The enhanced liver fibrosis (ELF) test has recently been assessed to predict clinical outcomes in a cohort of patients with large-duct PSC[74]. Median transplant-free survival differed significantly in the tertiles based on ELF score and a cut-off value was calculated to stratify patients into “low-score” and “high-score” groups, with a sensitivity of 67% and specificity of 83%. Patients with higher ELF score had a shorter survival, which was confirmed in a validation group of 138 patients[74]. In a multivariate Cox regression analysis, the ELF score was associated with transplant-free survival independent of the Mayo Risk Score.

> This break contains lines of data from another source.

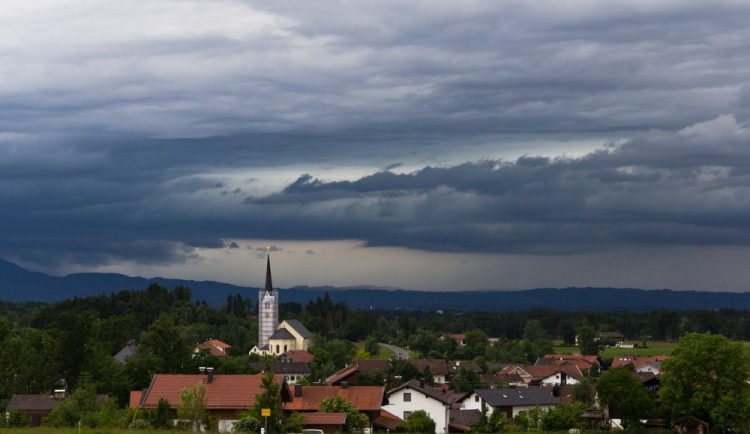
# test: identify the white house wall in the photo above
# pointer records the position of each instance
(436, 409)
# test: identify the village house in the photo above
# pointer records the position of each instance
(226, 395)
(215, 347)
(291, 371)
(414, 395)
(367, 399)
(510, 402)
(547, 375)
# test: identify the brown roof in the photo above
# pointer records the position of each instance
(538, 372)
(387, 420)
(437, 366)
(33, 402)
(636, 361)
(343, 374)
(324, 418)
(282, 367)
(300, 356)
(223, 392)
(495, 379)
(371, 365)
(216, 347)
(135, 398)
(365, 398)
(418, 386)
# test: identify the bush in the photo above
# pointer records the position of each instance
(140, 424)
(248, 424)
(17, 419)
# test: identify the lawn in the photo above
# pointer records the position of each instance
(653, 348)
(384, 353)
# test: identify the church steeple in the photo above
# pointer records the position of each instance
(269, 285)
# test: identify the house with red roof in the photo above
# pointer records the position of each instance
(226, 395)
(367, 399)
(296, 356)
(215, 347)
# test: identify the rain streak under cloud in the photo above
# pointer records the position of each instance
(426, 145)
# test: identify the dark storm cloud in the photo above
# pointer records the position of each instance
(689, 188)
(144, 130)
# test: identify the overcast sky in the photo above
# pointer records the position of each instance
(421, 145)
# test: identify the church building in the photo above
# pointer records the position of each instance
(274, 338)
(268, 309)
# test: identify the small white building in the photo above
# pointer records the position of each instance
(414, 395)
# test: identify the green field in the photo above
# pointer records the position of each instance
(653, 348)
(384, 353)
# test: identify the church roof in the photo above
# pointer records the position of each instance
(269, 285)
(299, 328)
(281, 334)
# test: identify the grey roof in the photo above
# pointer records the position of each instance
(517, 397)
(281, 334)
(33, 402)
(299, 328)
(128, 350)
(282, 367)
(425, 390)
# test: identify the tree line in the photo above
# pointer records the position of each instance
(70, 344)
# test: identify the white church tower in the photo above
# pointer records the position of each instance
(268, 309)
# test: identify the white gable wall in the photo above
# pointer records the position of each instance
(419, 401)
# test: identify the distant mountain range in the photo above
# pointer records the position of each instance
(19, 284)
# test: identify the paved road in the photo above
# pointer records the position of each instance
(400, 352)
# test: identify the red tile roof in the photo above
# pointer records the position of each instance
(365, 398)
(224, 392)
(215, 346)
(300, 355)
(636, 361)
(437, 366)
(324, 418)
(539, 372)
(371, 365)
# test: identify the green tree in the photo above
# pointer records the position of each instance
(582, 392)
(619, 389)
(192, 406)
(371, 345)
(269, 398)
(563, 417)
(467, 380)
(17, 419)
(355, 421)
(162, 416)
(78, 406)
(587, 341)
(707, 377)
(420, 422)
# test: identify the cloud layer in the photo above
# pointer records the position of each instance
(146, 130)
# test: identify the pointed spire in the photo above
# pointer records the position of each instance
(269, 285)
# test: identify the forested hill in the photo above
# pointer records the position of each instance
(18, 284)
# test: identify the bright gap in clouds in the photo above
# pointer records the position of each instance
(350, 263)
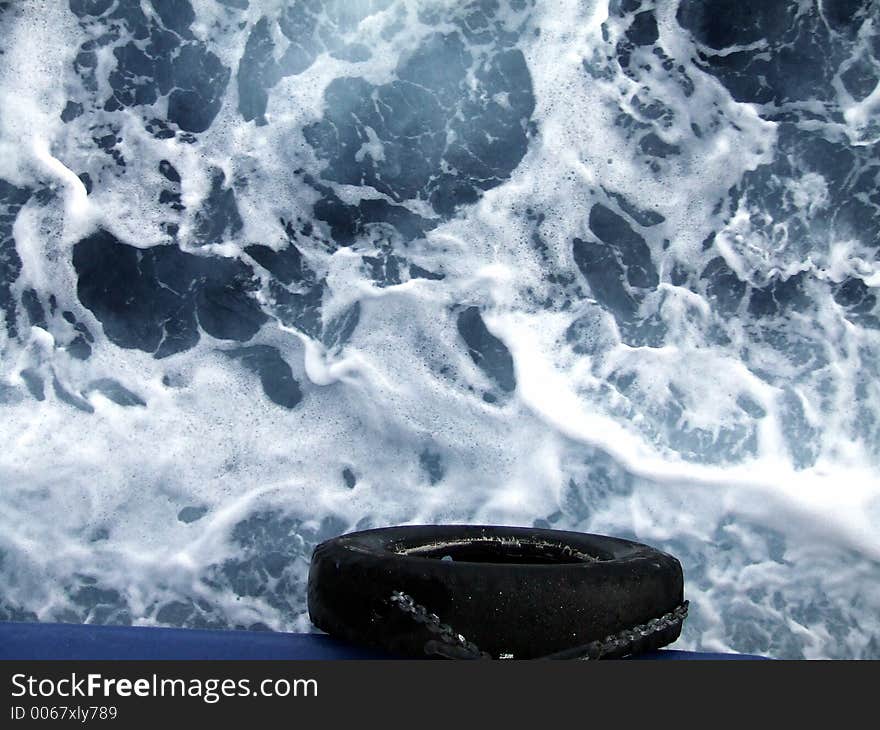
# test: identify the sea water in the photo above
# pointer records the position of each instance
(272, 270)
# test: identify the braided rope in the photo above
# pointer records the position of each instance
(453, 645)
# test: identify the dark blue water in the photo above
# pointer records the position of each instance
(270, 271)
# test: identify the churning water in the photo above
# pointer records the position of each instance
(273, 270)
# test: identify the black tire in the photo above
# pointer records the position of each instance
(509, 590)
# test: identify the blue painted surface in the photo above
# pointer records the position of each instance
(23, 641)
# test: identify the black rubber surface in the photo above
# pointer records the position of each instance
(510, 590)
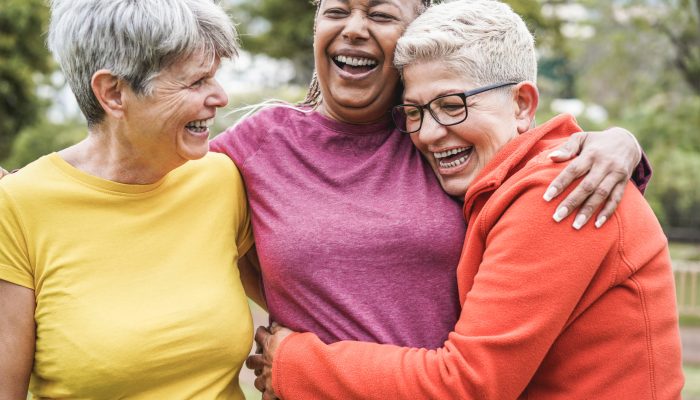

CCA remains a contraindication to liver transplantation in the majority of liver transplant centres. A protocol was developed at the Mayo Clinic (inclusion criteria: < 3 cm lesion, no metastases, no prior abdominal radiation therapy, no transperitoneal biopsy of the tumour, no prior attempt at resection with violation of the bile ducts), which included pre-transplant neo-adjuvant chemo-irradiation, and a modified post-transplant immunosuppression regimen[75]. Using this protocol reported outcomes were comparable to other indications for liver transplantation[76]. Of 215 patients who received neo-adjuvant chemotherapy, 136 patients proceeded to liver transplantation (87 with PSC), with 92% 1 year and 74% 5 year survival. Twenty one percent of those who underwent operative staging were excluded from transplantation due to metastatic disease, and there was a 21% tumour recurrence post transplantation[77]. Unfortunately these promising results have not been reproduced at other centres[78]. There are currently several studies in progress in order to further understand the role for liver transplantation for CCA, and this data is eagerly awaited[79].

The management of patients with PSC continues to pose a challenge to clinicians worldwide. Although guidelines are available, there are few proven therapeutic options, and there remain clinical scenarios which lack a robust evidence base with which to guide management. Many of the commonly used diagnostic tests, particularly for the detection of hepatobiliary malignancy, lack an appropriate sensitivity and specificity. Until further advances in the field take place, the mainstay of management should involve optimal biliary drainage, timely referral for liver transplantation and a low threshold for investigation for hepatobiliary or colorectal malignancy.